# Were there also falas elves and cirdan nirnaeth arnoediad?



## Turin_Turambar (Dec 19, 2021)

An official on the tolkiengateway site told me that the falas elves and cirdan's participation in the nirnaeth arnoediad were subsequently removed from the silmarillion and canon. Is that true? what are you thinking? Did the falas elves and cirdan nirnaeth arnoediad also fight?


----------



## Elthir (Dec 19, 2021)

The Elves of the Falas are noted in Christopher Tolkien's constructed Silmarillion (which is not canon in my opinion, but that aside for now) -- as they are indeed noted in Tolkien's _Quenta Silmarillion _(HME V) for example, and _The Grey Annals_ (HME XI) as well.

*"For there all the Noldor of Hithlum were assembled, together with Elves of the Falas and Gwindor's company from Nargothrond . . ."* The Silmarillion, _Of The Fifth Battle: Nirnaeth Arnoediad_

[_Círdan _is not specifically named as being present, unless I missed some mention here.]
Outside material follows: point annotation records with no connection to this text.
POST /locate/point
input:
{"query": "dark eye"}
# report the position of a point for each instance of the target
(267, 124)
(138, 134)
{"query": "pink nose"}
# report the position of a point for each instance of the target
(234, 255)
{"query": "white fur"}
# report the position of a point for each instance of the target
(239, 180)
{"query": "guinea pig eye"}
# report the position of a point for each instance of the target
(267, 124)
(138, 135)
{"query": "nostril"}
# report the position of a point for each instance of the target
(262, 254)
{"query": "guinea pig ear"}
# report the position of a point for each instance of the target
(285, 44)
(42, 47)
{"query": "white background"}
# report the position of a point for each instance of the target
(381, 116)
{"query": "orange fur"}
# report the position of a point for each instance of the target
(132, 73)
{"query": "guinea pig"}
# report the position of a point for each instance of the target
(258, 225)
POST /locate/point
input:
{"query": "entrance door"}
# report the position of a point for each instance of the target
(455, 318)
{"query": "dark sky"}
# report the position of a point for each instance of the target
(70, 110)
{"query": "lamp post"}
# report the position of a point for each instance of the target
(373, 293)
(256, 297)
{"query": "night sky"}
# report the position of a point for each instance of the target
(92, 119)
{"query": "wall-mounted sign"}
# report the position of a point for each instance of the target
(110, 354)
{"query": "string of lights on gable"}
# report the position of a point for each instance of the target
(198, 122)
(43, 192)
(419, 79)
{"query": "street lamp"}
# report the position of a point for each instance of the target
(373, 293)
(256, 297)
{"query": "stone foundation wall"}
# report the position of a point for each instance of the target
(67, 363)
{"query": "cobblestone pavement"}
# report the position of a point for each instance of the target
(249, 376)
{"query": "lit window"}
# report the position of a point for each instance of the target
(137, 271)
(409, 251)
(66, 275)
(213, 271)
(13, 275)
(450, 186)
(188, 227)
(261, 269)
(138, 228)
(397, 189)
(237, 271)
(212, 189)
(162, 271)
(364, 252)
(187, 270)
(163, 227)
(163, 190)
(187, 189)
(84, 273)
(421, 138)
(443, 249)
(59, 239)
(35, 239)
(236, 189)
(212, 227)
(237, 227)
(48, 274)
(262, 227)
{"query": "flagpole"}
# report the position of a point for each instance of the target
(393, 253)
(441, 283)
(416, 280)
Ecthelion Of The Fountain said:


> what are you thinking?



I'm thinking about having a bowl of Cheerios.


----------



## Turin_Turambar (Dec 20, 2021)

Elthir said:


> The Elves of the Falas are noted in Christopher Tolkien's constructed Silmarillion (which is not canon in my opinion, but that aside for now) -- as they are indeed noted in Tolkien's _Quenta Silmarillion _(HME V) for example, and _The Grey Annals_ (HME XI) as well.
> 
> *"For there all the Noldor of Hithlum were assembled, together with Elves of the Falas and Gwindor's company from Nargothrond . . ."* The Silmarillion, _Of The Fifth Battle: Nirnaeth Arnoediad_
> 
> ...


I think if there are falas elves, there is definitely cirdan. Why would cirdan send his falas elves alone?


----------